TOP TEN: Things Needed If I Am Going To Pay $35 To See A Movie
What would it take for you to pay $35 for a movie?
| Meal and Alcohol Service |
This is the one that I wasn't sure about, but it isn't because I wouldn't want it, it's because I wouldn't want other people to have it. You see, meals and alcohol encourage a few things:
- Noise (includes belching, chewing, silverware, etc.)
- Peeing (alcohol has a very short in-body lifespan)
- Distractions (waiter and waitress staff serving has to be annoying)
- Drunks (alcohol causes people to get drunk, and drunk people are loud, not a good mix with movies)
I have been told these things really aren't an issue at theaters where this is already something like this in place. However, I think a few of my following items would alleviate a few, if not all, of my concerns.
| No Late Entry |
One of my biggest pet peeves is people who are late and at a movie this is a MAJOR distraction. You see, once the movie starts the theater goes dark. So, some jerky coming in when the lights are down and three of the 300 seats available are left open and they begin their search absolutely no one wins.
Of course there should be a window, but a very small one. Once that movie starts you are shit out of luck.

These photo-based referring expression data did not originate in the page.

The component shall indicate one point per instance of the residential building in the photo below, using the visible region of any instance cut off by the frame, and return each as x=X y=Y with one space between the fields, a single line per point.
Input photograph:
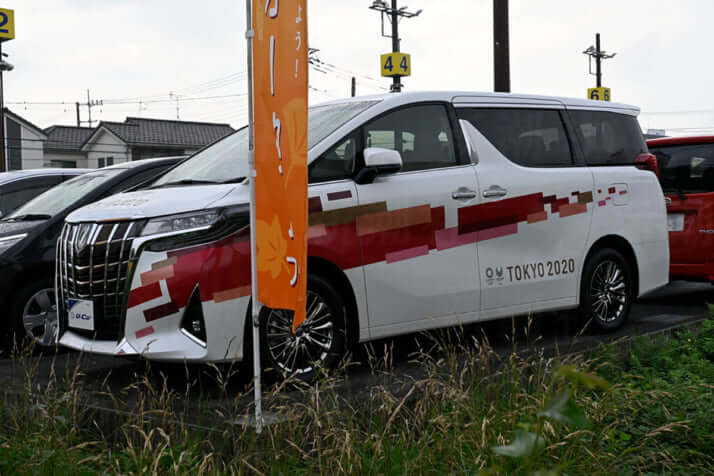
x=24 y=142
x=106 y=144
x=139 y=138
x=63 y=147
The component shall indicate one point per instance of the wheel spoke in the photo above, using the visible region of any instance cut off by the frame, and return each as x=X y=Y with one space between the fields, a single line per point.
x=43 y=300
x=317 y=342
x=31 y=321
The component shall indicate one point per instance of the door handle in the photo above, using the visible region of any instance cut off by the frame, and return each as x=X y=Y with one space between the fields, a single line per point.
x=463 y=194
x=494 y=191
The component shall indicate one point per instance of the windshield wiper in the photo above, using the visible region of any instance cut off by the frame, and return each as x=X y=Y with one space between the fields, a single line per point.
x=185 y=182
x=29 y=217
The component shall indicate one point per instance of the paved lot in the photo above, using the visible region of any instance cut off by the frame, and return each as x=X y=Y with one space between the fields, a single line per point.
x=674 y=305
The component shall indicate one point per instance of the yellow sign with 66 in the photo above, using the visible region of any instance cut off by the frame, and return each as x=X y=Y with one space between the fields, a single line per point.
x=7 y=24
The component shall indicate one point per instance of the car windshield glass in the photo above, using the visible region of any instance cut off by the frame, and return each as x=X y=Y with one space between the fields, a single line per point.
x=227 y=160
x=65 y=194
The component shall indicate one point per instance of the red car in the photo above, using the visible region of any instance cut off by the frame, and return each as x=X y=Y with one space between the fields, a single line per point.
x=686 y=172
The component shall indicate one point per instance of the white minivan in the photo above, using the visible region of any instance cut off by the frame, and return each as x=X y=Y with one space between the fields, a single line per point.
x=427 y=210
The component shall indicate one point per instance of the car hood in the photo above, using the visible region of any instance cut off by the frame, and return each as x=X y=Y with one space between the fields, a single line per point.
x=10 y=228
x=160 y=202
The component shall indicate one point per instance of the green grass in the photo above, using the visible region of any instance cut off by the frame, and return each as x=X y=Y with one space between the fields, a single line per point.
x=649 y=411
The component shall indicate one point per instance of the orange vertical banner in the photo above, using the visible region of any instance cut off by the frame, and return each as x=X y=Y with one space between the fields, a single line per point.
x=280 y=118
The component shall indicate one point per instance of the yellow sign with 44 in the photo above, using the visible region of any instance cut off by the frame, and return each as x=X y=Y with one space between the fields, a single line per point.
x=7 y=24
x=599 y=94
x=396 y=64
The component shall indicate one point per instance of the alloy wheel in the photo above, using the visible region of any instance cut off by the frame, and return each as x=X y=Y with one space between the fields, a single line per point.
x=39 y=317
x=608 y=291
x=301 y=351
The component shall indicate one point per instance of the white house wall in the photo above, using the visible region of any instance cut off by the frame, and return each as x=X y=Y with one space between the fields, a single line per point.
x=78 y=158
x=32 y=148
x=106 y=145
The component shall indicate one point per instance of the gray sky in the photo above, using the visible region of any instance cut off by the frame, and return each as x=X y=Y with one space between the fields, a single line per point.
x=139 y=51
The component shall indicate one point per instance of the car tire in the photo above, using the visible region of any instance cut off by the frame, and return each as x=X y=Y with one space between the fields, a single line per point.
x=606 y=290
x=33 y=314
x=317 y=346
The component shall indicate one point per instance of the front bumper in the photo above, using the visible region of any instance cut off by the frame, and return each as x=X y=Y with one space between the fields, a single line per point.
x=163 y=285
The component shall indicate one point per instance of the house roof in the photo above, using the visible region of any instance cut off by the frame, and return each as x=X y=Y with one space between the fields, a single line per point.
x=68 y=138
x=160 y=132
x=25 y=122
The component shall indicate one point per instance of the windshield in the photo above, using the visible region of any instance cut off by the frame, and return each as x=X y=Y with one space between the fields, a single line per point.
x=65 y=194
x=227 y=160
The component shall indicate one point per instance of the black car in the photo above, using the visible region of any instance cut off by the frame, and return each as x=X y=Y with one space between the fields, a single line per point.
x=21 y=186
x=28 y=238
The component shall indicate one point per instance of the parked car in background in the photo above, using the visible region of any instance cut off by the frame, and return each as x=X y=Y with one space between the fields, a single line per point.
x=28 y=240
x=21 y=186
x=686 y=170
x=426 y=210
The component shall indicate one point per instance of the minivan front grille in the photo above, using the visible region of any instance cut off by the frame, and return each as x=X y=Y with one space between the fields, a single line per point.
x=93 y=264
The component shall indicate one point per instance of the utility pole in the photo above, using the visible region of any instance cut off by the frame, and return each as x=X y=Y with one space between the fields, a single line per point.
x=599 y=55
x=89 y=104
x=501 y=48
x=595 y=52
x=176 y=97
x=3 y=148
x=89 y=108
x=394 y=14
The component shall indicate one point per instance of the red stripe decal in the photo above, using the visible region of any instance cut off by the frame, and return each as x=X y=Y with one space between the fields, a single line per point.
x=407 y=254
x=160 y=311
x=573 y=209
x=501 y=212
x=156 y=275
x=536 y=217
x=498 y=231
x=314 y=204
x=143 y=294
x=339 y=195
x=144 y=332
x=450 y=238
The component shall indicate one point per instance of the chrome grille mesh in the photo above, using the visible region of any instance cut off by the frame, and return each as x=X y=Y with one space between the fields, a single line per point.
x=93 y=264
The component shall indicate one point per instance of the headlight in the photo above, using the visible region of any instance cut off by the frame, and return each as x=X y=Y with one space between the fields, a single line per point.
x=7 y=242
x=193 y=221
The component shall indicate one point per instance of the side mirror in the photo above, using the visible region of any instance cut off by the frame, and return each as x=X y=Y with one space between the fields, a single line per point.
x=378 y=161
x=647 y=162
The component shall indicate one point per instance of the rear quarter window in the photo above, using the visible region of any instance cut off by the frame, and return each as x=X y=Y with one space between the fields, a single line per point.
x=686 y=168
x=528 y=137
x=608 y=138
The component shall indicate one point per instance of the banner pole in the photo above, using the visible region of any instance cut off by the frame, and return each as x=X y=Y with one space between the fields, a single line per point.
x=255 y=304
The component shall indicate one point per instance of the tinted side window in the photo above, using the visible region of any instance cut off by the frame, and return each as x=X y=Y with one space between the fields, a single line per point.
x=686 y=168
x=608 y=138
x=421 y=134
x=335 y=164
x=16 y=195
x=528 y=137
x=138 y=179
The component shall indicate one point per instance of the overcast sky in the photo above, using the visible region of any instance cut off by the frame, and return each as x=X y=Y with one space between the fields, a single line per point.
x=137 y=52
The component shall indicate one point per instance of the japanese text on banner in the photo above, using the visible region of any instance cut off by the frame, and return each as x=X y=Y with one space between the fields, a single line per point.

| No kids in rated R movies |
Okay, time to stick to the rating rules and at the same time eliminate the "unless accompanied by a parent or guardian" clause. If I am paying $35 for a movie I don't want to hear, "What did they say?" "What does that mean?" or crying… Hmmmm, maybe I should add old people to this as well…
| Comfortable seating with more than enough leg room |
I am 6' 6" tall and the aisle has become my friend. This is obviously for more leg room, but it also is because of my fear of sitting next to a smelly, chatty or rude person. However, if I am paying $35 for a movie I better damn well be comfortable and have the opportunity to sit dead center and stretch the limbs at the same time. Being tall this obviously affects me more than most, but I know even you short folks like more room as well or you bastards wouldn't take the last Emergency Exit row seat on airplanes while I sit scrunched in next to the 300 pounders. Punks!
| Trained projectionist |
Oh God! I can't tell you how many films I have seen recently that were shown for some duration in the wrong aspect ratio, or with part of the picture isn't on the screen or any other myriad of issues that can go wrong when the projectionist doesn't give a shit. If I am paying $35 for a ticket I damn well better see exactly what the director intended for me to see and I better not miss a single second because the aspect needs to be fixed or some ass behind the lens wasn't paying attention and switched reels at the wrong time.